Paul Wilson, CEO World Platinum Investment Council, noted the “unusually higher demand” for investor interest in platinum. While the picture in 2020 was largely one of deficit because investment demand was high, there has been increasing supply over last two years, and mine supply recovered last year along with an increase in production, though supply is not expected to grow too much in 2022, he said.
Despite a chip shortage, there has been continued recovery in automotive market, so demand for catalysts has gone up, Wilson noted. There is “considerable” demand potential for platinum worldwide, including for heavy vehicle platinum loadings in China. Decarbonisation is also driving platinum demand, as the metal is an essential component in producing green hydrogen. “Once the market realises this, there will be booming exchange-traded fund (ETF) demand”, Wilson said
“The reality is that there is a tightness in the platinum market worldwide. Investment demand is expected to soak up excess supply. China is driving massive consumption in platinum. Going forward, times look pretty good”, Wilson said.
Nikos Kavalis, Metals Focus founding partner provided an outlook for the sector against the escalation of hostilities in Ukraine, which has catalysed a rapid rally across all precious metals.
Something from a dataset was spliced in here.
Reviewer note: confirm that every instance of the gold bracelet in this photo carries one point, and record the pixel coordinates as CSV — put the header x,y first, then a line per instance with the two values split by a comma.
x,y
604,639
According to him, the war will have a short-term impact and the price of gold will eventually will return to hinge on macro factors, meaning liquidation and correction is expected.
Kavalis also pointed out that the rate of inflation, which has risen to multi-decade highs, and levels not seen since the 1980s, has had a muted effect on gold. He explained this to be because gold’s links with inflation is weak and inconsistent over time, and that the link is indirect and mainly seen through real rates and yields.
“The consensus that high inflation is transitory and will not last long. This has capped interest rates in gold”, he said. On the back of macroeconomic developments, robust physical investment expected to remain a theme in 2022, Kavalis added.
For silver, Kavalis said a transition is currently underway in the market – the silver market is moving from structural surplus to structural deficit over the coming decade. This is a result of industrial demand, particularly green energy and technologies, and an increase in the use of silver-bearing components in mobility. All this points to healthy growth in the years ahead and offers silver support going forward, he said.
“Once the dust settles, gold and silver will be supported due to adjustment of interest rate hike adjustments, which we believe has gone too far”, Kavalis said, adding that he will not be surprised if gold drops to less than 1,700 by the end of the year. “But case for diversification remains solid”, he concluded.